Re: [PATCH v3 bpf-next 1/5] namei: Introduce new helper function path_walk_parent()

Tingmao Wang <m@xxxxxxxxxx> · Wed, 11 Jun 2025 18:50:24 +0100

On 6/11/25 17:31, Song Liu wrote:
> On Wed, Jun 11, 2025 at 8:42 AM Mickaël Salaün <mic@xxxxxxxxxxx> wrote:
> [...]
>>> We can probably call this __path_walk_parent() and make it static.
>>>
>>> Then we can add an exported path_walk_parent() that calls
>>> __path_walk_parent() and adds extra logic.
>>>
>>> If this looks good to folks, I can draft v4 based on this idea.
>>
>> This looks good but it would be better if we could also do a full path
>> walk within RCU when possible.
> 
> I think we will need some callback mechanism for this. Something like:
> 
> for_each_parents(starting_path, root, callback_fn, cb_data, bool try_rcu) {
>    if (!try_rcu)
>       goto ref_walk;
> 
>    __read_seqcount_begin();
>     /* rcu walk parents, from starting_path until root */
>    walk_rcu(starting_path, root, path) {
>     callback_fn(path, cb_data);
>   }
>   if (!read_seqcount_retry())
>     return xxx;  /* successful rcu walk */
> 
> ref_walk:
>   /* ref walk parents, from starting_path until root */
>    walk(starting_path, root, path) {
>     callback_fn(path, cb_data);
>   }
>   return xxx;
> }
> 
> Personally, I don't like this version very much, because the callback
> mechanism is not very flexible, and it is tricky to use it in BPF LSM.

Aside from the "exposing mount seqcounts" problem, what do you think about
the parent_iterator approach I suggested earlier?  I feel that it is
better than such a callback - more flexible, and also fits in right with
the BPF API you already designed (i.e. with a callback you might then have
to allow BPF to pass a callback?).  There are some specifics that I can
improve - Mickaël suggested some in our discussion:

- Letting the caller take rcu_read_lock outside rather than doing it in
path_walk_parent_start

- Instead of always requiring a struct parent_iterator, allow passing in
NULL for the iterator to path_walk_parent to do a reference walk without
needing to call path_walk_parent_start - this way might be simpler and
path_walk_parent_start/end can just be for rcu case.

but what do you think about the overall shape of it?
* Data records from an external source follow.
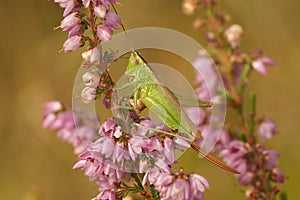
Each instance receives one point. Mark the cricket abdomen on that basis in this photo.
(169, 111)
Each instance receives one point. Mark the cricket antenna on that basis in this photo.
(124, 29)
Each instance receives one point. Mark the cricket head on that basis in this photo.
(135, 61)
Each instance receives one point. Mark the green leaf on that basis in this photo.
(137, 180)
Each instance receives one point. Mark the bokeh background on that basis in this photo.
(35, 163)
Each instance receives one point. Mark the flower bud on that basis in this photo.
(91, 79)
(72, 43)
(104, 33)
(100, 11)
(233, 34)
(277, 175)
(267, 128)
(113, 20)
(88, 94)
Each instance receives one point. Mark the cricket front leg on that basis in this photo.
(136, 102)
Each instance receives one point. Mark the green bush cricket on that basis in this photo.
(164, 103)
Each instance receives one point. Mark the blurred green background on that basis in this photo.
(35, 162)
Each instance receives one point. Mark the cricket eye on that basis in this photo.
(135, 61)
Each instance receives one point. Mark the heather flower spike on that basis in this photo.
(139, 158)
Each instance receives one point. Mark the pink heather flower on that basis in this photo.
(277, 175)
(88, 94)
(69, 5)
(91, 79)
(107, 103)
(86, 134)
(91, 55)
(233, 34)
(71, 24)
(136, 144)
(271, 158)
(267, 128)
(104, 33)
(106, 190)
(100, 11)
(72, 43)
(86, 3)
(144, 131)
(113, 20)
(246, 178)
(260, 64)
(143, 165)
(181, 186)
(108, 128)
(154, 172)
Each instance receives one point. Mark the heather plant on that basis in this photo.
(240, 143)
(137, 160)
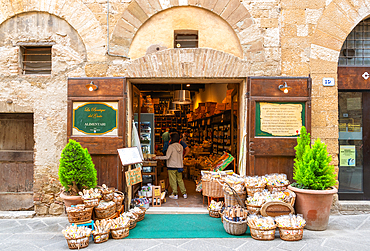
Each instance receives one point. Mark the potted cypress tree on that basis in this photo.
(76, 172)
(315, 179)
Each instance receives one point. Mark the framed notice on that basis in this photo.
(279, 119)
(347, 155)
(95, 118)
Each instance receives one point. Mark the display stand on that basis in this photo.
(156, 201)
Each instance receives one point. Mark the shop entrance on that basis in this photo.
(207, 124)
(354, 133)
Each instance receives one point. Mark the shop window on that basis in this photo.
(186, 39)
(36, 60)
(356, 48)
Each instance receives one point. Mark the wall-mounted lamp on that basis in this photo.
(91, 87)
(284, 88)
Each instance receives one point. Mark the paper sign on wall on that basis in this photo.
(347, 155)
(133, 176)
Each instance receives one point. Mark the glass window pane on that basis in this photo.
(350, 142)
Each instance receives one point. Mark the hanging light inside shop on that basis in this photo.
(182, 97)
(173, 107)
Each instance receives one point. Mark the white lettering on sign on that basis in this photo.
(366, 75)
(328, 82)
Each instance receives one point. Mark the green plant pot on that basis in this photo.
(314, 205)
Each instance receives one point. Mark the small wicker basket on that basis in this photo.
(267, 234)
(101, 237)
(254, 209)
(251, 190)
(280, 188)
(91, 202)
(234, 228)
(80, 216)
(132, 224)
(291, 233)
(77, 243)
(214, 213)
(120, 233)
(103, 213)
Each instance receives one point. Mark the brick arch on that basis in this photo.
(188, 63)
(337, 21)
(83, 20)
(139, 11)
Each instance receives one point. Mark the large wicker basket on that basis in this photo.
(253, 209)
(91, 202)
(101, 237)
(232, 200)
(120, 233)
(212, 188)
(80, 216)
(103, 213)
(251, 190)
(234, 228)
(291, 233)
(267, 234)
(77, 243)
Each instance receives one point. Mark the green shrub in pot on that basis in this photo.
(76, 169)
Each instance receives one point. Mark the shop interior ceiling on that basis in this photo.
(166, 90)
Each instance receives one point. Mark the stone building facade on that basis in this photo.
(253, 38)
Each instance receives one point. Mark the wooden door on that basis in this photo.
(271, 140)
(16, 161)
(101, 142)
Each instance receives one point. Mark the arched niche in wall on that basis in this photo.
(213, 31)
(38, 29)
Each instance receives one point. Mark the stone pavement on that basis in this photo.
(345, 232)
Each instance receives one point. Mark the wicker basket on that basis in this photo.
(214, 213)
(280, 188)
(80, 216)
(267, 234)
(101, 213)
(291, 233)
(120, 233)
(251, 190)
(254, 209)
(77, 243)
(101, 237)
(231, 199)
(108, 195)
(212, 188)
(119, 199)
(91, 202)
(132, 224)
(235, 228)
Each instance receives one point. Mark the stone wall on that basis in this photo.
(276, 38)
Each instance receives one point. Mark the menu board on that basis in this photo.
(279, 119)
(95, 118)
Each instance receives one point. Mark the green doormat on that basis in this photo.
(160, 226)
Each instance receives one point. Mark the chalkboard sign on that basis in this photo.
(279, 119)
(95, 118)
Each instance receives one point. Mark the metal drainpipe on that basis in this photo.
(108, 53)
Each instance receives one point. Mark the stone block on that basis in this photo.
(269, 23)
(96, 70)
(41, 209)
(293, 16)
(56, 209)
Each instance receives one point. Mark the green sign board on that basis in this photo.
(94, 118)
(279, 119)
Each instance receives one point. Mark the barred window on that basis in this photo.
(356, 48)
(36, 60)
(186, 39)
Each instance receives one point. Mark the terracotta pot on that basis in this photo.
(71, 200)
(314, 205)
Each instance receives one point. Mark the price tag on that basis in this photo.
(328, 82)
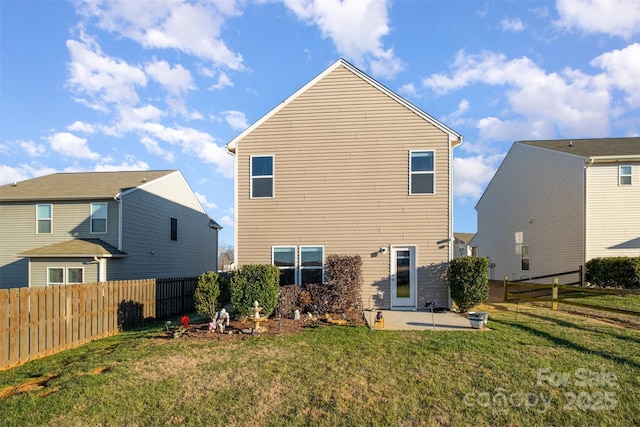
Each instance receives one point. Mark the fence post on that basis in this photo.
(505, 289)
(554, 295)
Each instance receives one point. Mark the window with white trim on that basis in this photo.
(311, 264)
(284, 257)
(261, 177)
(624, 175)
(98, 218)
(75, 275)
(525, 258)
(44, 215)
(299, 265)
(55, 276)
(422, 172)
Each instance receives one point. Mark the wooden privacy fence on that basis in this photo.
(521, 291)
(40, 321)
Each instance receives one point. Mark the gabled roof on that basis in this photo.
(598, 148)
(78, 186)
(454, 136)
(76, 248)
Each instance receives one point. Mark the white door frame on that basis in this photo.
(410, 301)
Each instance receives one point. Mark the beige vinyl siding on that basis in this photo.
(146, 237)
(613, 212)
(39, 268)
(18, 228)
(540, 193)
(341, 172)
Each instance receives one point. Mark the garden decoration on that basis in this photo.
(256, 318)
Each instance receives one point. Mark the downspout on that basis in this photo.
(232, 149)
(118, 199)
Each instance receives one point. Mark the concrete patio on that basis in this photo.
(419, 321)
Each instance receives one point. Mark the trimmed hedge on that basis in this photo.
(468, 281)
(256, 282)
(207, 293)
(614, 272)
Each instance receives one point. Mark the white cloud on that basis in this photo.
(79, 126)
(70, 145)
(570, 102)
(226, 220)
(100, 78)
(623, 71)
(153, 147)
(190, 27)
(11, 174)
(176, 80)
(512, 24)
(236, 119)
(356, 28)
(204, 202)
(472, 174)
(32, 149)
(613, 17)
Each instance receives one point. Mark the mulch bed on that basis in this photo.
(241, 329)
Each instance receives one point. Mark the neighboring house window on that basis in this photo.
(174, 229)
(261, 176)
(74, 275)
(525, 257)
(311, 264)
(98, 217)
(422, 172)
(285, 259)
(44, 219)
(624, 175)
(55, 276)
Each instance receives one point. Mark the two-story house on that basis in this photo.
(346, 166)
(553, 205)
(88, 227)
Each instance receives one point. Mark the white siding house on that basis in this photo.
(553, 205)
(88, 227)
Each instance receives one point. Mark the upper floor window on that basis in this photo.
(421, 172)
(98, 217)
(74, 275)
(624, 175)
(525, 257)
(174, 229)
(44, 215)
(284, 257)
(55, 276)
(261, 176)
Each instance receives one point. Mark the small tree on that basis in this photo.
(259, 282)
(468, 281)
(207, 293)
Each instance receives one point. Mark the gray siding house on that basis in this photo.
(553, 205)
(345, 166)
(89, 227)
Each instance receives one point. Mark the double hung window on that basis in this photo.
(624, 175)
(98, 217)
(299, 266)
(421, 172)
(44, 214)
(261, 177)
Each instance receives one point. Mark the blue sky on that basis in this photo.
(102, 86)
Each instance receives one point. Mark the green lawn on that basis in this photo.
(541, 368)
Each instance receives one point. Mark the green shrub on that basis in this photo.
(468, 281)
(206, 294)
(614, 272)
(257, 282)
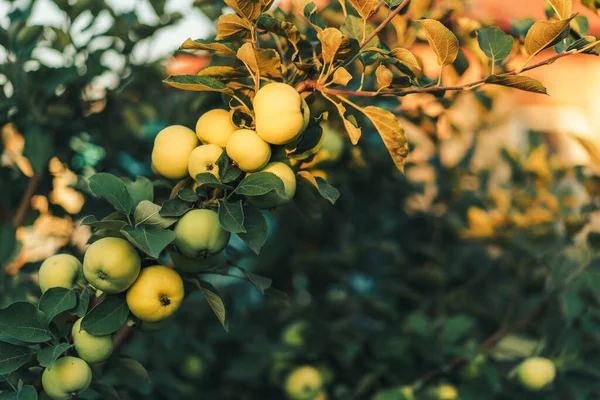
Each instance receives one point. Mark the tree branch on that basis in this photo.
(484, 346)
And while it is technically doing two separate things (rcu walk and
reference walk), so is this callback to some extent.  The pro of callback
however is that the retry on ref walk failure is automatic, but the user
still has to be aware and detect such cases.  For example, landlock needs
to re-initialize the layer masks previously collected if parent walk is
restarting.

(and of course, this also hides the seqcounts from non VFS code, but I'm
wondering if there are other ways to make the seqcounts in the
parent_iterator struct private, if that is the only issue with it?)

Also, if the common logic with follow_dotdot is extracted out to
__path_walk_parent, path_walk_parent might just defer to that for the
non-rcu case, and so the complexity of that function is further reduced.

> 
> Thanks,
> Song